Moreover, this method often identifies several data collection events on a single Web page. That is because one page can contain search results, video players, and ads from several sources, each of which can send different data in a different direction.
Another caveat: ComScore’s method of measuring advertising networks has limitations that make it difficult to compare one network to another. For the networks run by Yahoo, Microsoft and AOL, comScore doesn’t count how many ads they actually display, but how many pages their ads could appear on. This substantially overcounts the networks’ data collection because some Web sites have several networks that compete to place ads on their pages. ComScore counts the page views on those pages – without knowing if that network did in fact serve an ad on that page view. So the ad network tallies for these companies represent potential data collection events, rather than definite ones.
For Google, comScore can actually identify when ads from its AdSense network are loaded on a Web
page. but this measure could overstate Google’s potential to collect data. That’s because Google may display several short text ads on one page, and comScore counts each of those text ads separately. To compensate in this study, comScore tried to figure out how many pages Google ads are loaded on pages. It took its count of ads displayed and divided that by 4.17, its estimate of the average number of AdSense ads that appear together on a page.
ComScore’s December 2007 figures for AOL, moreover, do not include the reach of Tacoda, the behavioral targeting firm AOL just bought.
I do not suggest using the ad network figures to make comparisons between the Internet giants. Instead, you should look at them as potential expansions of these companies’ reach. They do collect significant data from their ad networks – but possibly not as much as suggested by these figures.
These comScore figures – though eye-popping – provide only a minimum level of data collection events. There are other ways these companies obtain data that comScore was unable to capture. The two largest ways left out here are ad-serving data (from the likes of Microsoft’s Atlas and Google’s desired partner DoubleClick) and user-volunteered data. By the latter, I mean the information that users enter when they register for sites or e-mail accounts as well as all the juicy details they post on social networking pages.

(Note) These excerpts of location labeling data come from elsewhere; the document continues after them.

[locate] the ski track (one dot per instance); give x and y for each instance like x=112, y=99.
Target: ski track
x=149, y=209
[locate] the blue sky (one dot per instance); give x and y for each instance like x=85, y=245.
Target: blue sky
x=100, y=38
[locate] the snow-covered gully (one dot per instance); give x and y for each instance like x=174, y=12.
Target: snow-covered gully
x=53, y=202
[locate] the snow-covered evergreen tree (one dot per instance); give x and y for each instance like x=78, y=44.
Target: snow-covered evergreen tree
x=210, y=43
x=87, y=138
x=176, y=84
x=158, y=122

Arnie Gullov-Singh, vice president of advertising technology at Fox Interactive Media, the owner of MySpace, likes to call this sort of information “hand-raiser data,” since people choose to type it in.
I hope what I’ve done here will start a conversation. It would be fascinating to see someone try to quantify the aspects of data collection left out of this analysis. Atlas serves 6 billion ads per day, for example, which could be added in.

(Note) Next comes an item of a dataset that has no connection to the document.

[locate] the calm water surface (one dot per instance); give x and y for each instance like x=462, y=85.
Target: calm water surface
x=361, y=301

It is also well worth watching whether most of the data proves lucrative. Perhaps there will be diminishing returns at some point, though Mike Galgon, chief advertising strategist at Microsoft (and co-founder of aQuantive), told me he didn’t think there would be.

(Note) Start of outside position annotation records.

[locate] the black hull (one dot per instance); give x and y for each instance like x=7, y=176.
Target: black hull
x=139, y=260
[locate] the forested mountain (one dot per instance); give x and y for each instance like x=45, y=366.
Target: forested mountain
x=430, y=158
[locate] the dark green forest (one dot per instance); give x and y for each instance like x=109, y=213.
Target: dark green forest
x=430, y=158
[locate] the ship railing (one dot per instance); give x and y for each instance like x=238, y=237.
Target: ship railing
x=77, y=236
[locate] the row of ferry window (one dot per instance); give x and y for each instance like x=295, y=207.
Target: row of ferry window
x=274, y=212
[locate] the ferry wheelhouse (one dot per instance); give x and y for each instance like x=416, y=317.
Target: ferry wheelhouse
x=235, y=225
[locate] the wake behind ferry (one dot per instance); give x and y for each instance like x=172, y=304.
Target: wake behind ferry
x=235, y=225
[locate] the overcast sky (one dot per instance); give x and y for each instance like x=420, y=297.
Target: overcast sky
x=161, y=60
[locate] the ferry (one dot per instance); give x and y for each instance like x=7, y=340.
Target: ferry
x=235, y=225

Consumers get all kinds of free services and content on the Web because they are shown ads, and media companies are increasingly showing them ads based on data they have collected about them. So, in a sense, consumers “pay” for free content and features like e-mail by letting companies collect this data about them.
When regulators evaluate mergers from a consumer protection standpoint, they consider whether mergers would end up raising the prices that consumers pay for those companies’ products. Since people “pay” with information about themselves on the Internet, rather than with dollars, regulators should consider consumer data when they consider mergers.
If Yahoo is to merge with Microsoft or any company, the merged company will be an entity that has significantly more data about consumers. Will consumers get more – or better – free services in exchange?